Throughout my PhD, I determined the transport mechanisms of two proteins that we show break the standard channel / transporter definitions and instead function as anion “chansporters” - proteins that exist somewhere on the spectrum between transporters and channels.  These are the Plasmodium falciparum Formate-Nitrite Transporter (PfFNT), which mediates the essential export of lactate and H+ from the malaria parasite cytosol, and the human Xenotropic and Polytropic Retrovirus Receptor 1 (XPR1), the only protein known to mediate inorganic phosphate export from our cells.  In addition, we have also investigated mutations in PfFNT associated with resistance to the known inhibitor MMV007839, as well as the selectivity of XPR1 for inorganic phosphate over chloride ions.  

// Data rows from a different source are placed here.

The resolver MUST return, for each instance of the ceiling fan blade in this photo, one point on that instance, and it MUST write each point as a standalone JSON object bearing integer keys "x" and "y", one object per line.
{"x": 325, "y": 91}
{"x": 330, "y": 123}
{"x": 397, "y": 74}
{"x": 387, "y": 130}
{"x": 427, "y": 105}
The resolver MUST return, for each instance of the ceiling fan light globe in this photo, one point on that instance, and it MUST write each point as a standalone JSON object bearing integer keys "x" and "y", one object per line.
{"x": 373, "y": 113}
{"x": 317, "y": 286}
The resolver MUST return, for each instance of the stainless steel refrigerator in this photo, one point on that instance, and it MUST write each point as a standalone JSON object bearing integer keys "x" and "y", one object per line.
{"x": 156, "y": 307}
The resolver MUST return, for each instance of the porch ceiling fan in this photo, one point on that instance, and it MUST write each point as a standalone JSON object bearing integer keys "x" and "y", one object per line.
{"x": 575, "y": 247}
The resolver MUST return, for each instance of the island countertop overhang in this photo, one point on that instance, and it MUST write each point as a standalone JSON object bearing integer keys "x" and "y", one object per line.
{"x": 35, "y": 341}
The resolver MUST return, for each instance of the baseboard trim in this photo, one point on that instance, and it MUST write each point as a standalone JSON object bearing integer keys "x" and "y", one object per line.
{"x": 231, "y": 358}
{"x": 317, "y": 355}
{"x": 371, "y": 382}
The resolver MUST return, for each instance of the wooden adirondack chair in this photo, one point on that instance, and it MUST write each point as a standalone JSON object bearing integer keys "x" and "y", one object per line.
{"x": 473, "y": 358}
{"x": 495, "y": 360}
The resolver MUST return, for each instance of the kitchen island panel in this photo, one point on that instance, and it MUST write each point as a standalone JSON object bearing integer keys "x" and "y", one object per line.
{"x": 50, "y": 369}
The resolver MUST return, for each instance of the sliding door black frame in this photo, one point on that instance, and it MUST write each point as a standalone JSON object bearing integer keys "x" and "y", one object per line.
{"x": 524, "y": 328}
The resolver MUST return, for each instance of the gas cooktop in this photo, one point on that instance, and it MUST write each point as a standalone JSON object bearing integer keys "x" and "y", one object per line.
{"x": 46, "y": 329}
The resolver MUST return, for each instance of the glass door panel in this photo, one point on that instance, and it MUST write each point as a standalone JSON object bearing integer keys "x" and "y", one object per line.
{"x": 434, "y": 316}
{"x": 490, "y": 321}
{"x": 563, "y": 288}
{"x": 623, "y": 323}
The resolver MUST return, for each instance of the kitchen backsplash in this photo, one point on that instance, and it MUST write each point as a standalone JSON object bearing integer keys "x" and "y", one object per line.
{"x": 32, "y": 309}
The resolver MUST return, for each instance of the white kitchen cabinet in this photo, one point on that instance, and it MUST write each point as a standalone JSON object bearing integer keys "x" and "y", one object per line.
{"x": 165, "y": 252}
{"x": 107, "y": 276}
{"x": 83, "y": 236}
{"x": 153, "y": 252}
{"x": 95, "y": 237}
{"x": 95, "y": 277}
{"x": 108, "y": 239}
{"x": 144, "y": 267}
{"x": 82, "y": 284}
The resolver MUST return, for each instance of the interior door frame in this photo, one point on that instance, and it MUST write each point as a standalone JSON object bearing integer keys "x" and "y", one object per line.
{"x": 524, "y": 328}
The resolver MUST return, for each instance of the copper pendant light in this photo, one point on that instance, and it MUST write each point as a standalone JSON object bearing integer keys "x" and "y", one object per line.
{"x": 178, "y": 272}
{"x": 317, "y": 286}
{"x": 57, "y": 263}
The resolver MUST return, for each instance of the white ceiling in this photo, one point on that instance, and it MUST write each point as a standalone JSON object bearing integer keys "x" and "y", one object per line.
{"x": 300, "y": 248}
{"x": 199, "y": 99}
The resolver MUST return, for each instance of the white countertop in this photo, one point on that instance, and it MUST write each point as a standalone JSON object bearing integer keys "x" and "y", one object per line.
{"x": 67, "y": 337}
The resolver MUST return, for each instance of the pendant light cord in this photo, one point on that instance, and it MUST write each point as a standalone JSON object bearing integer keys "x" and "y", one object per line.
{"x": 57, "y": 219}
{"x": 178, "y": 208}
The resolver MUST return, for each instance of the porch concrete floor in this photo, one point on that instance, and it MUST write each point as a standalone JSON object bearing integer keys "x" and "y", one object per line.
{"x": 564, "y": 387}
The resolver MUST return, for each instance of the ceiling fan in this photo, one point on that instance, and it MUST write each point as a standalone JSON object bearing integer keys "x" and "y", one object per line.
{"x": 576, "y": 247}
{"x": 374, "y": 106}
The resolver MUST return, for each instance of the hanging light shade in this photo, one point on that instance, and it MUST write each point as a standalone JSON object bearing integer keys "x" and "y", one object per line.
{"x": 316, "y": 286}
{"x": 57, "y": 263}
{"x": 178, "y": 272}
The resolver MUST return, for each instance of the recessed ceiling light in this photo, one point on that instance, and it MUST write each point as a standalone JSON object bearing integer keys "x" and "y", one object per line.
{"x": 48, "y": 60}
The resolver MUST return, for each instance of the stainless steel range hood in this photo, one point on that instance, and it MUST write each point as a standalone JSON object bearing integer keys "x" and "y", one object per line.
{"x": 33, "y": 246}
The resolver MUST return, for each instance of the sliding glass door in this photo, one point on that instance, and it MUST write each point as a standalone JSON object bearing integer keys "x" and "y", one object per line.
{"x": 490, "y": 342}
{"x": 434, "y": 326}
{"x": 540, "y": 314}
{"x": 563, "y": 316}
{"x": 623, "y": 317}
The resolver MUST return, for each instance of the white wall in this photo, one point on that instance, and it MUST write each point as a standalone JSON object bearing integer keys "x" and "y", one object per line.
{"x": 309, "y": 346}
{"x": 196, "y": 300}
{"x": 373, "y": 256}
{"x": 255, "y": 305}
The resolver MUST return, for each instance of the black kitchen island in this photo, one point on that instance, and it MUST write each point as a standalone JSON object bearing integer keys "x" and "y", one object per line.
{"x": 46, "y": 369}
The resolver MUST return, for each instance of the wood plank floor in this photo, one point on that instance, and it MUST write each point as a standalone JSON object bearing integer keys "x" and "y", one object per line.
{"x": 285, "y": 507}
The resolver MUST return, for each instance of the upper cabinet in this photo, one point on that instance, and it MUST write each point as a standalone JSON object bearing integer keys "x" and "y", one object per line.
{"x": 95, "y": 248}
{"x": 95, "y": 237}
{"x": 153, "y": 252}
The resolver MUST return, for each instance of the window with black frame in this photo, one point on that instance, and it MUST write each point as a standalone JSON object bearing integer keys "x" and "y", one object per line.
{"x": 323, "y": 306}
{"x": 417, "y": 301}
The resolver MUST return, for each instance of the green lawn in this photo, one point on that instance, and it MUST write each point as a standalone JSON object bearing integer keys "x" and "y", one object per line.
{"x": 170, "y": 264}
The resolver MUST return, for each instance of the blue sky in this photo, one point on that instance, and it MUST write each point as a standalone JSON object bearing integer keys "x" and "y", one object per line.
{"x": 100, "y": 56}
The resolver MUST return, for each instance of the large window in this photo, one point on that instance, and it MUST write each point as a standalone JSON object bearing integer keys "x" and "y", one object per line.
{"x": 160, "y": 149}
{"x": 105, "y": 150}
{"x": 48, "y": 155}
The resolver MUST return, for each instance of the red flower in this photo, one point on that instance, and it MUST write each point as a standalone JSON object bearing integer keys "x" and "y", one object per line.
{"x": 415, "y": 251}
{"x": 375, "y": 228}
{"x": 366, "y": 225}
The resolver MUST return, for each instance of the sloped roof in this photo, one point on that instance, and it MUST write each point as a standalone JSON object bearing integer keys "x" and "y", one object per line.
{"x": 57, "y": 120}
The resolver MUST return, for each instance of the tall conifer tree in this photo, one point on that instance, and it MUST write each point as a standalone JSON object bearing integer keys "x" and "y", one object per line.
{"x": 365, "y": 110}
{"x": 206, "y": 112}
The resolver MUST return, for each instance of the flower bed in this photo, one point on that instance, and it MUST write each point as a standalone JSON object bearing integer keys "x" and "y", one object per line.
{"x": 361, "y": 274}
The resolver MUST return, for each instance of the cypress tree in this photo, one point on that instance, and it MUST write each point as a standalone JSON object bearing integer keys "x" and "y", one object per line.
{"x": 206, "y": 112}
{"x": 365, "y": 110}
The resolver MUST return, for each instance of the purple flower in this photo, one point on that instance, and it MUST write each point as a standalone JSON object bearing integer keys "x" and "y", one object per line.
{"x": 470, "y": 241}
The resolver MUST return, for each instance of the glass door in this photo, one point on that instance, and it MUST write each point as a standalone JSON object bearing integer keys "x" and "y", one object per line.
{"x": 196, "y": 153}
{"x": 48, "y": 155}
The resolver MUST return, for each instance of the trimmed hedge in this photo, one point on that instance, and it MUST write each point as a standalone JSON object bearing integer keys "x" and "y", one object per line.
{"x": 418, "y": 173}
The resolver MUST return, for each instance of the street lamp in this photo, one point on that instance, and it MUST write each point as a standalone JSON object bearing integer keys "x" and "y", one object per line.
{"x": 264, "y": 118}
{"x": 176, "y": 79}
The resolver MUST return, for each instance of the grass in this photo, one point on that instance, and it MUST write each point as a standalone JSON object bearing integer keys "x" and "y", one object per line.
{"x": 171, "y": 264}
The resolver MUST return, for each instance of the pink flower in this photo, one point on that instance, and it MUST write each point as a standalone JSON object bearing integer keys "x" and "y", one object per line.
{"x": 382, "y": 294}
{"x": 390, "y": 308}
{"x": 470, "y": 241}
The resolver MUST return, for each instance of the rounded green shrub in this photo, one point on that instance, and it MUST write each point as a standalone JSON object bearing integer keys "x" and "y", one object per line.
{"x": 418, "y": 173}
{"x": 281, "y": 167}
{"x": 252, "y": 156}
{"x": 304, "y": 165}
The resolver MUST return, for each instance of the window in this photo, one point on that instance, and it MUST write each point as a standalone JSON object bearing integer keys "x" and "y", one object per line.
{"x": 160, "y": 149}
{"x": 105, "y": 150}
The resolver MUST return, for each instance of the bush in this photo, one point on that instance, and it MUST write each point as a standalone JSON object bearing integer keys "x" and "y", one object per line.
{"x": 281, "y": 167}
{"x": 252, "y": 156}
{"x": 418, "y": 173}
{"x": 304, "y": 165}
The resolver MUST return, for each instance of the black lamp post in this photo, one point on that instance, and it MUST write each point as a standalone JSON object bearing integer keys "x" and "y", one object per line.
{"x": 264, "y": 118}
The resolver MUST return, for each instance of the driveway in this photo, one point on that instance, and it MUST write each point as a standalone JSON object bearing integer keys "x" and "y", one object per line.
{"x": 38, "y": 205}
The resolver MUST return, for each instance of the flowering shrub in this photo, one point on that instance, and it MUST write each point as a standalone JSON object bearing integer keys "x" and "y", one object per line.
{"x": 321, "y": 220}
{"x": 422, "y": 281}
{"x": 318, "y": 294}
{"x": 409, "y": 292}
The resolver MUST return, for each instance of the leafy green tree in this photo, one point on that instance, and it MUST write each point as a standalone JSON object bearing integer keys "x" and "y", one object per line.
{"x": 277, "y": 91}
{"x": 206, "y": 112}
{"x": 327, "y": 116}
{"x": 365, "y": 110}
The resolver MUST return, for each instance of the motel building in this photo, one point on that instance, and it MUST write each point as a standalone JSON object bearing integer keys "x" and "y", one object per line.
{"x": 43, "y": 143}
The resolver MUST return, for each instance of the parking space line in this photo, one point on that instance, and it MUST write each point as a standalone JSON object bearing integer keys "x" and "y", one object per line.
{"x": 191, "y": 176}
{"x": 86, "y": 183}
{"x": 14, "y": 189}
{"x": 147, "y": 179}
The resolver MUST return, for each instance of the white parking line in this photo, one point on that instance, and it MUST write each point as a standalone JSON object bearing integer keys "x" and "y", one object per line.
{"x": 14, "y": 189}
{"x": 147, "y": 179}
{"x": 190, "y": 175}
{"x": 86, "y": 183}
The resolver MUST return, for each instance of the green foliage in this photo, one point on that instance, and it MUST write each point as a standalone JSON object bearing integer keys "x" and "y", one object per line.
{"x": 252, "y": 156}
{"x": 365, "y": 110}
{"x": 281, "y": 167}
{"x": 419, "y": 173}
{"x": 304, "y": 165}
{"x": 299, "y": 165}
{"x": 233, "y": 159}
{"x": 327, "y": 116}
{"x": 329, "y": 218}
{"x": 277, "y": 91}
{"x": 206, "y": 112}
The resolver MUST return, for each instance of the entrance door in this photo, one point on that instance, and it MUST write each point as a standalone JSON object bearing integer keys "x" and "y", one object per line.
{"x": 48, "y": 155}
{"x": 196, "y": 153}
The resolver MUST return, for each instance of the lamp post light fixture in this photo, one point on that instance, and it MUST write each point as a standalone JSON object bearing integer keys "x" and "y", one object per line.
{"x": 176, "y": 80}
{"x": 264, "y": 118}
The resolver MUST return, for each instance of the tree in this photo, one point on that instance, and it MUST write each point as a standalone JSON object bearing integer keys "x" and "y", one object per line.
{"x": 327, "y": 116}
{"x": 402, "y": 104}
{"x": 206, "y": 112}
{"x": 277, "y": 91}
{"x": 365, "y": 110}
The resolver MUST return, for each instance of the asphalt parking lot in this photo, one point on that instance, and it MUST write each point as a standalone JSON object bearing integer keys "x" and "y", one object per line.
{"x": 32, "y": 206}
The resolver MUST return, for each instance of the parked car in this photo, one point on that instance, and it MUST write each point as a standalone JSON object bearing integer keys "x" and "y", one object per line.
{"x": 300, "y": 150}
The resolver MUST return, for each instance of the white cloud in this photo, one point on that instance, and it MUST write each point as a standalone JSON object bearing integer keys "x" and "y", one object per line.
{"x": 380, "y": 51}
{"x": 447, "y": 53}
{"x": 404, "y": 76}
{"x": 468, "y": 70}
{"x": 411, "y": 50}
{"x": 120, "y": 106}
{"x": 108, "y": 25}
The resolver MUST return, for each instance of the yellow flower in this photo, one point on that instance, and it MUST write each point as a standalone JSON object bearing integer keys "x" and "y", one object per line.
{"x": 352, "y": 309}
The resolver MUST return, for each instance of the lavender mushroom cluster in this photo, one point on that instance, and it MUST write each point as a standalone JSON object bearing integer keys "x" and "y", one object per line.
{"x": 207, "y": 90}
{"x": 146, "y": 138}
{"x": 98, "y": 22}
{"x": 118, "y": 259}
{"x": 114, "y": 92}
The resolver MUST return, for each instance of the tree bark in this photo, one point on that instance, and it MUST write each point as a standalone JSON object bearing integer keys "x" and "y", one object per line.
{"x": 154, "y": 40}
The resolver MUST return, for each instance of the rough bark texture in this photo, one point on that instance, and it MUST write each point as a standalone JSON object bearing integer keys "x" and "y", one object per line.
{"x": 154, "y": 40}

PfFNT and XPR1 are examples of the 30–50% of proteins that form homo‑oligomeric complexes, in which subunit architecture is critical for dictating substrate specificity, transport kinetics, and regulatory mechanisms.  As experimental determination of oligomeric states is often challenging, we investigated whether oligomeric states can instead be predicted computationally.  We show that the artificial intelligence tools AlphaFold2 and AlphaFold3 can accurately predict protein oligomeric states, but struggle when proteins lack similarity to structures in the training set.   

Together, this work expands our knowledge of proteins borderline between channels and transporters and suggests a new method for predicting protein oligomeric states.